Así, no es de extrañar una baja tasa de natalidad. El que no tengamos o tengamos menos hijos que antes no se debe solo a que las mujeres decidamos postergar la maternidad por planes personales, sino también al cómo se vive la maternidad y cómo el contexto acoge/dificulta esa opción. La situación actual claramente no la facilita. Lo comprueba el aumento de mujeres que toman medicamentos para no colapsar mentalmente. Lo que debiera ser una tarea natural (aunque nunca fácil) hoy implica un esfuerzo desmedido. Haga el ejercicio y pregunte a su alrededor: cuántas no/hemos debido recurrir a ellos. Se sorprenderá.

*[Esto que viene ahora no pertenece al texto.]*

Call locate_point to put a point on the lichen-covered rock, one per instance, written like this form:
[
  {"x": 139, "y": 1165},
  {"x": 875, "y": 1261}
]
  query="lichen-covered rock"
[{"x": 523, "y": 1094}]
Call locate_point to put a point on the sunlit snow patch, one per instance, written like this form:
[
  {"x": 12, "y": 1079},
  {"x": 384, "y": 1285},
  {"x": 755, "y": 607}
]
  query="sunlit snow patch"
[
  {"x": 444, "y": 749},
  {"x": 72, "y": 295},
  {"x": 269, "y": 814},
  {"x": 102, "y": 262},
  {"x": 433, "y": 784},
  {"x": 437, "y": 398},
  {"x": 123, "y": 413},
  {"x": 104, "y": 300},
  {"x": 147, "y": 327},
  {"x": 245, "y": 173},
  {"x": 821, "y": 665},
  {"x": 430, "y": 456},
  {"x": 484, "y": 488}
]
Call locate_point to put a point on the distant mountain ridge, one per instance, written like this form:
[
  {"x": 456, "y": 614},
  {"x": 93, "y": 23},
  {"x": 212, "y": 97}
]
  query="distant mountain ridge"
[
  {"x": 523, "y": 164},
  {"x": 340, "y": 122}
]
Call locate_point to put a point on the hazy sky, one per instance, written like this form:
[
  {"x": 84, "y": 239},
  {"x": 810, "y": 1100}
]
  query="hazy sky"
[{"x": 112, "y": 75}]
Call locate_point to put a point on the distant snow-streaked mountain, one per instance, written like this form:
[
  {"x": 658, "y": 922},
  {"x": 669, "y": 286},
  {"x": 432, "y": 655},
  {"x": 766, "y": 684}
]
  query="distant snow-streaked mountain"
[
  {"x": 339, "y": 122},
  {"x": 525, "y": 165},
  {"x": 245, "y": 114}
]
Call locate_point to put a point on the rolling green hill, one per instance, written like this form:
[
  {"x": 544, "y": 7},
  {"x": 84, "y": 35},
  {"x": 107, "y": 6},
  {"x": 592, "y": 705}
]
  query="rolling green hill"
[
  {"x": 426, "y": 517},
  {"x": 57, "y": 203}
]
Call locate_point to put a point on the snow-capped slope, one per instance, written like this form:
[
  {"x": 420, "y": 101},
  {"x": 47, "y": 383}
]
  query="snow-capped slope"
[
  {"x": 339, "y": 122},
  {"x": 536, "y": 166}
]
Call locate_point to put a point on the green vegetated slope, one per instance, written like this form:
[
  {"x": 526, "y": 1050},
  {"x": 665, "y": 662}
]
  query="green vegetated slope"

Si las cosas no cambian, la tendencia a la baja continuará. Ahora, si el futuro del país nos importa, debemos abordar la sobrecarga de las madres.

En esta línea, una segunda reflexión invita a repensar aquella meta política que postula “los niños primero”, surgida al conocerse la realidad del SENAME. Esto, no porque esté errada, sino porque omite la diada “madre-hijo” como base elemental del desarrollo infantil. Si queremos que los niños estén bien, debemos cuidar a sus madres, “si protegemos a las madres, protegemos a los niños”, plantea el psiquiatra Boris Cyrulnik. No podemos separar las políticas pro infancia de las de la mujer, así como las políticas para mujeres deben atender las necesidades que conlleva ser madres. Y en mayor amplitud, toda política pública debiera estar cruzada por la preocupación por ellas. No bastan posnatales que las dejen solas. Se requiere implicar al padre en cada instancia. Se requiere planificación de ciudades y políticas laborales en miras a esas madres y los niños que están criando. Solo así, mejoraremos como país.

No por nada, la frase del poeta inglés sigue resonando hoy, al afirmar que “la mano que mece la cuna, es la mano que gobierna el mundo”. A ellas, no las podemos seguir dejando solas en tan relevante labor.